福寿園は寛政2年(1790)の創業。お茶を売るだけではなく、宇治茶の文化の継承と創造をめざし、体験施設である宇治茶工房や研究施設も含めたCHA遊学パークなども備えた、茶の総合商社ともいうべき存在で、その福寿園が、深みのある京物、そして、贅沢で品格のある憧れの世界を創成するために、創設されたのがこの福寿園京都本店です。
福寿園京都本店は、王朝文化に彩られ、心の奥深くに息づき醸成されてきた宇治茶文化の真髄を、時空を超えた創造的な「庭園建築」として、新たな装いで蘇らせようという「天空の庭」構想を立ち上げ、市街地にありながら、建物内ではどこにいても自然を感じつつ、お茶を楽しめる、「市中の山居」に息づく茶の心で建物全体を庭園化することをコンセプトとして作庭されています。こうした構想の策定から設計、施工にいたるまでは、文化財庭園に関する研究の第一人者として著名な、京都造形芸術大学教授の尼崎博正氏に一貫して監修・指導をいただきました。

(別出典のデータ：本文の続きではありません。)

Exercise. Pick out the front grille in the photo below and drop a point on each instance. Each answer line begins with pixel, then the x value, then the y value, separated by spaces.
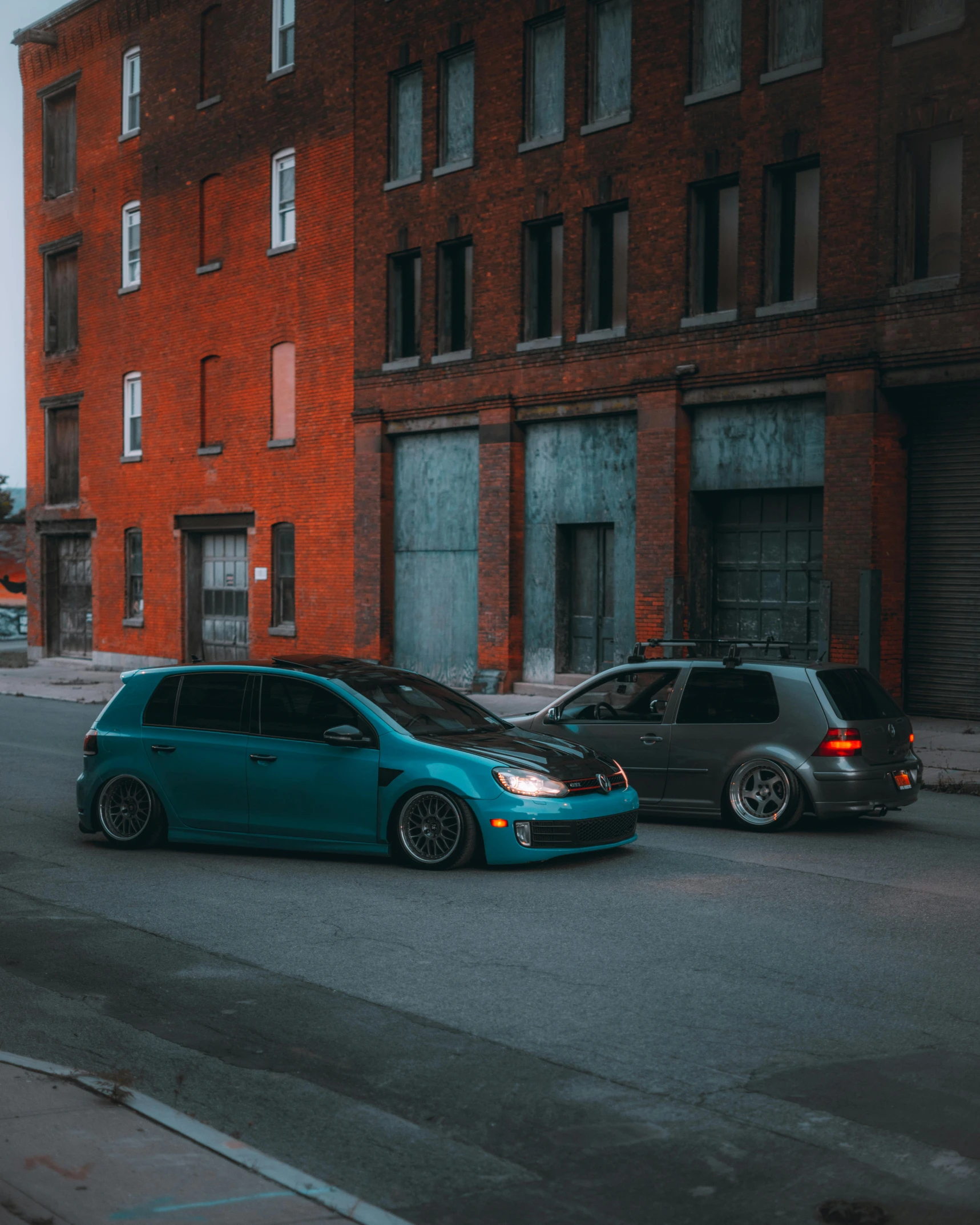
pixel 591 832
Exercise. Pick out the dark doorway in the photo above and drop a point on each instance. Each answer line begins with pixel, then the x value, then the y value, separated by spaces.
pixel 69 591
pixel 586 611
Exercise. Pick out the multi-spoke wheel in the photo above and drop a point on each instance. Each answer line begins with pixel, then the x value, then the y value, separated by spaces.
pixel 129 812
pixel 435 829
pixel 765 795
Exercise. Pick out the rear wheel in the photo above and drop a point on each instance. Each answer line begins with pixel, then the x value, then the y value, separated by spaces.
pixel 130 814
pixel 434 831
pixel 763 795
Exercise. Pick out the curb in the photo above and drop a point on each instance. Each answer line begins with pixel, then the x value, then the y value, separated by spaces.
pixel 224 1146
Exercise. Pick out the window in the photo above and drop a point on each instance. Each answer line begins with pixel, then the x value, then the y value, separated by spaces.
pixel 134 609
pixel 131 245
pixel 62 456
pixel 405 296
pixel 456 120
pixel 283 34
pixel 295 710
pixel 405 157
pixel 545 107
pixel 131 91
pixel 212 30
pixel 607 243
pixel 612 61
pixel 718 45
pixel 793 232
pixel 456 297
pixel 59 144
pixel 795 32
pixel 728 695
pixel 715 249
pixel 930 215
pixel 211 701
pixel 285 391
pixel 62 300
pixel 283 575
pixel 132 416
pixel 543 261
pixel 285 199
pixel 625 698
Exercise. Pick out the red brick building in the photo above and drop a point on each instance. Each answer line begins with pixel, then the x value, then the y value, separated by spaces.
pixel 610 320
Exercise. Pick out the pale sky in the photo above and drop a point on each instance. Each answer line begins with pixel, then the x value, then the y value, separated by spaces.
pixel 14 15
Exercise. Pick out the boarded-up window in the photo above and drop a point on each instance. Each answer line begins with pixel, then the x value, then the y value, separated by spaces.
pixel 930 213
pixel 612 59
pixel 546 81
pixel 62 301
pixel 62 456
pixel 285 391
pixel 406 125
pixel 457 108
pixel 718 43
pixel 797 34
pixel 59 144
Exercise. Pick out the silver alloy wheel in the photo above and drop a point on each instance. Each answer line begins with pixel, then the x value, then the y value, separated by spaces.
pixel 430 827
pixel 760 793
pixel 125 808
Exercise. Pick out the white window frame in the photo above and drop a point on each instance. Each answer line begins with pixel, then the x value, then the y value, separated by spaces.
pixel 128 94
pixel 279 164
pixel 279 26
pixel 129 211
pixel 132 409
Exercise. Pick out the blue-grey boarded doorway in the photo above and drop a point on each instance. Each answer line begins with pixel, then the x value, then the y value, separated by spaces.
pixel 437 525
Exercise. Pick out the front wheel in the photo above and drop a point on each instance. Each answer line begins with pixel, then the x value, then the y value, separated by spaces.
pixel 763 795
pixel 130 814
pixel 435 831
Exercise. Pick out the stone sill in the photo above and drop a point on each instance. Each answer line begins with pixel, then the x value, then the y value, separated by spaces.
pixel 792 70
pixel 600 125
pixel 718 91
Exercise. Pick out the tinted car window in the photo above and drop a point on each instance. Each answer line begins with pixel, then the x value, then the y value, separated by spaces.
pixel 211 701
pixel 626 698
pixel 160 710
pixel 856 695
pixel 297 710
pixel 729 695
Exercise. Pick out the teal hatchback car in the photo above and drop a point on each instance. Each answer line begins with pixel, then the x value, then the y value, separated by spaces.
pixel 322 752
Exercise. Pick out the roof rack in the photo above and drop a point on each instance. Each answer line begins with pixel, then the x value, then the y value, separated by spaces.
pixel 700 648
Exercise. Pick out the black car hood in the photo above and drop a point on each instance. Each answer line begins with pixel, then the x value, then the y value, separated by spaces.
pixel 530 750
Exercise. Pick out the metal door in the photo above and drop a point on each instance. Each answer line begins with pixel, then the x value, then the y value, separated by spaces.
pixel 768 559
pixel 74 596
pixel 224 596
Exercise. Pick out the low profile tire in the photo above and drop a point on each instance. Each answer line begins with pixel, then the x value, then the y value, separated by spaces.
pixel 761 795
pixel 130 814
pixel 434 831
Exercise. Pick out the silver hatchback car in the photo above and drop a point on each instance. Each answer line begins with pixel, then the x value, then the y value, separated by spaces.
pixel 757 743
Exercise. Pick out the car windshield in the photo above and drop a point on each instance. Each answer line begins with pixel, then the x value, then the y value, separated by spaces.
pixel 856 695
pixel 424 707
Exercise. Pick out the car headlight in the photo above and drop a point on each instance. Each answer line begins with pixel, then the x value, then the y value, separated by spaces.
pixel 525 782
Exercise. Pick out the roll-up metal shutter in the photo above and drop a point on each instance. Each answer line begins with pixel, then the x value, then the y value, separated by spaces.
pixel 942 613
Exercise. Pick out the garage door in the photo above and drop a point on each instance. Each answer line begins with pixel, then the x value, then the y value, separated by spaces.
pixel 437 516
pixel 942 618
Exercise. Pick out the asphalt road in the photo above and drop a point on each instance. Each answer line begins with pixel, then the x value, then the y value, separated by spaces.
pixel 707 1027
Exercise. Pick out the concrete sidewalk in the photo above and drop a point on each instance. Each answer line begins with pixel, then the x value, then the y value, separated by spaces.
pixel 74 1157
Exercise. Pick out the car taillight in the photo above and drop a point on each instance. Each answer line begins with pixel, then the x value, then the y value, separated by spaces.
pixel 840 743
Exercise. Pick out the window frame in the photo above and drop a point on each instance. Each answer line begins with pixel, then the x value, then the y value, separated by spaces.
pixel 132 410
pixel 131 55
pixel 277 167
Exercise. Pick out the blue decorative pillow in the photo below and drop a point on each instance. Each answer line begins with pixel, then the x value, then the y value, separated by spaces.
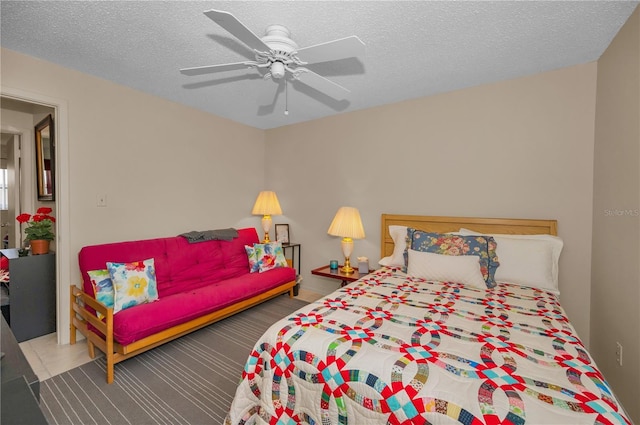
pixel 133 283
pixel 450 244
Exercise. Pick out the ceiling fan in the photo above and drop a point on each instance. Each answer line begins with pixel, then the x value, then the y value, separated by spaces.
pixel 278 57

伝統的に日本庭園では、石や築山、樹木を各地の名所や名山などに見立てて作庭を行う、「見立て」という手法を用いてきました。ここ福寿園京都本店でも、「見立て」の手法を利用し、庭園のイメージを喚起するものとして、伝統的な庭園の意匠で設計がなされています。
こうして竣工した地下1階から地上9階の空間には、伝統的な茶室とともに立礼の茶室が備えられ、床の紋様も市松模様や雲の模様などフロアごとに異なり、さらにはトイレも露地の蹲踞をほうふつさせる様々な意匠が施されており、室内を眺めているだけでも楽しめます。さらに、各フロアに設けられた中庭では、静寂のイメージ、侘びのイメージ、茶畑の原風景のイメージなど、テーマごとにまとめられ、茶に関わる様々なイメージが贅沢に、しかも簡素に盛り込まれております。
洛中はもちろんのこと、栂尾から山城までを舞台としつつ、連綿と世界に通ずる宇治茶文化を育んできた京都の自然と歴史文化が凝縮されているのが、福寿園京都本店の「庭園建築」です。